O desflorestamento e a caça de animais silvestres foram destacados como os fatores de "grande relevância" para o surgimento das infecções. No entanto, para que uma zoonose cause cenários mais graves na saúde pública brasileira, é necessária a ocorrência de fatores ecológicos, epidemiológicos e comportamentais da população.
— Para (o surto) evoluir para uma epidemia e, depois, para uma pandemia, vai depender da forma como respondemos a esses surtos, como lidamos com esses casos de zoonoses. Para evitar isso, precisamos ter políticas públicas que sejam integradoras, porque não conseguimos desassociar a saúde humana da animal e da ambiental — diz Gisele Winck, uma das autoras do artigo e pesquisadora do Laboratório de Biologia e Parasitologia de Mamíferos Silvestres Reservatórios do IOC.
As zoonoses ocorrem por meio do fenômeno conhecido como spillover, quando patógenos que circulavam restritamente em um grupo animal saltam da espécie e passam a infectar outras espécies, o que pode incluir seres humanos. A expansão das atividades humanas para regiões de matas e florestas, habitadas por animais silvestres, é um aspecto que favorece ainda mais esse cenário, de acordo com a especialista.

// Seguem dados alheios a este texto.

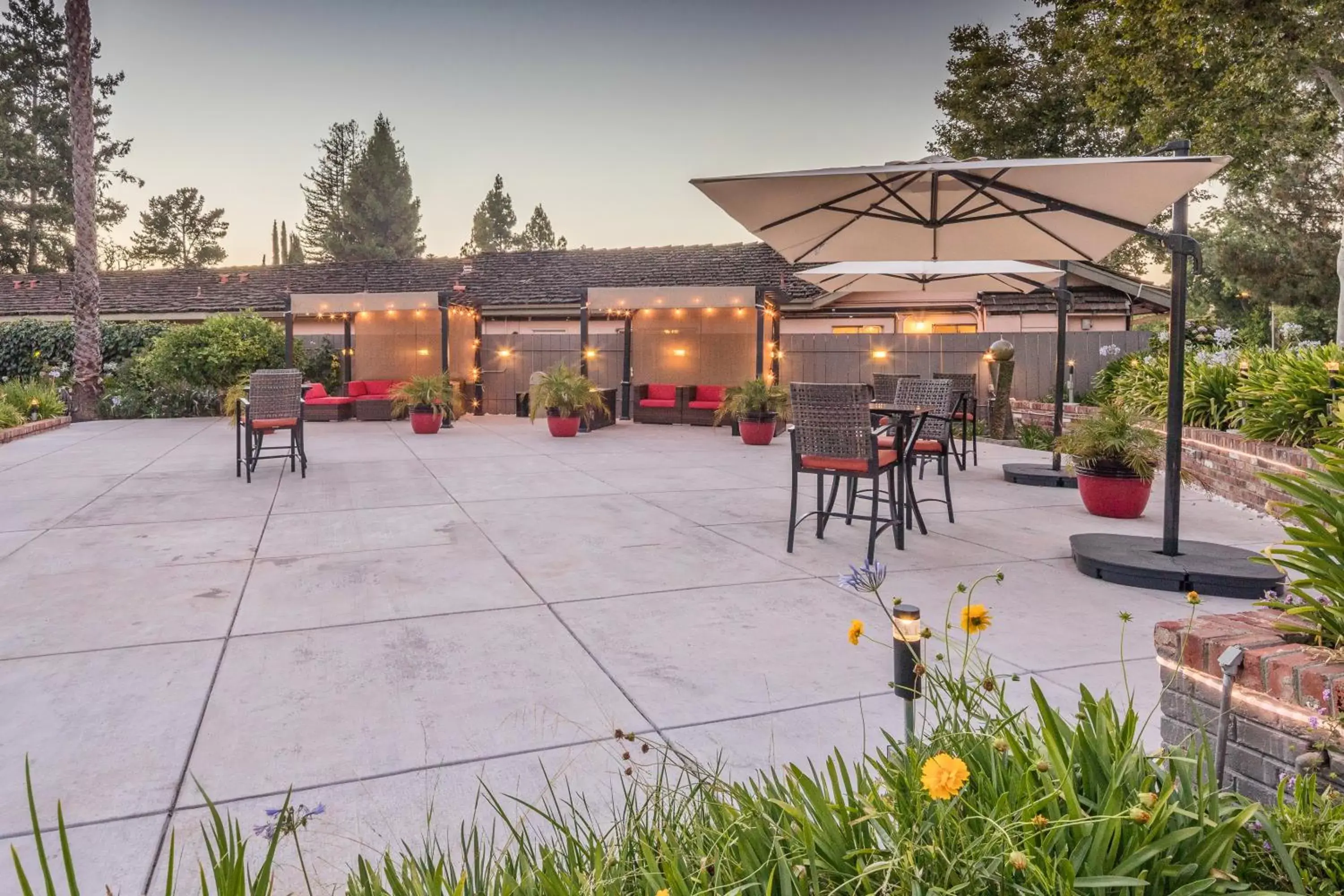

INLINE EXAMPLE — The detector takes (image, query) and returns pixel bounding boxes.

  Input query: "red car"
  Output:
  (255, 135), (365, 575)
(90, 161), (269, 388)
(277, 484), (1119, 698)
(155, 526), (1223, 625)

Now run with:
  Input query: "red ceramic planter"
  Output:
(411, 411), (444, 435)
(546, 414), (581, 439)
(738, 421), (774, 445)
(1078, 470), (1153, 520)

A transmissão das doenças pode ocorrer de forma direta, no contato com secreções (saliva, sangue, urina, fezes) ou contato físico, como arranhaduras ou mordeduras. De forma indireta, a transmissão é feita por meio de vetores como mosquitos e pulgas, por contato indireto com secreções, pelo consumo de alimento contaminado com o agente. A pesquisadora afirma que a atenção a esses surtos é uma questão de qualidade de vida para a sociedade.
— Toda a atividade de destruição da biodiversidade e do ambiente favorece fatores que denigrem a nossa saúde. As caça e a modificação dos ambientes naturais são vias diretas e indiretas para esses patógenos, que não chegariam até nós se não tivessem essas atividades (caça e destruição ambiental). Temos uma cultura de nos perceber como algo à parte da natureza, mas não, nós fazemos parte dela.
O RS no estudo
O Rio Grande do Sul é um dos estados que apresentam baixo risco de zoonoses, segundo o estudo dos pesquisadores brasileiros. Os outros são Pará, Goiás, Paraná, Ceará, Rio Grande do Norte, Paraíba, Alagoas e Sergipe. No entanto, o baixo risco de ocorrência de casos de zoonoses não significa que a situação não deva receber atenção no Estado, afirma o virologista Fernando Spilki, pró-reitor de Pesquisa, Pós-graduação e Extensão da Feevale.
— Zoonoses podem ocorrer em qualquer lugar do mundo, porque existe um nível de diversidade de animais. Escapes podem ocorrer se não respeitarmos os ecossistemas. Na Amazônia há uma biodiversidade muito grande, e uma possibilidade de ter um banco de vírus que convivem com essas espécies. Então, fica facilitado (o surgimento de zoonoses) com a desordem ambiental associada à grande biodiversidade. Nesse ambiente, podemos dizer que o risco é mais alto (da ocorrência de zoonoses) do que no pampa, por exemplo — diz.
Spilki separa as zoonoses em dois grupos. O primeiro é daquelas doenças que podem ser transmitidas por alimentos quando não há o cuidado correto na preparação e consumo, como no caso da salmonela, listeria e hepatite E. O outro grupo é o de zoonoses de grande gravidade, como a raiva, febre amarela e malária, que foram problemas para seres humanos no passado, mas que estão controladas neste momento na maioria dos países.
— No Rio Grande do Sul temos vivenciado o incremento no número de casos de raiva em bovinos porque houve uma série de alterações no uso dos solos e da terra no Estado. É um vírus perigoso para o ser humano, que está circulando e, se não tomarmos medidas adequadas, pode haver algum escape para oser humano. Dizer que o risco é baixo não quer dizer que o risco inexiste — pontua.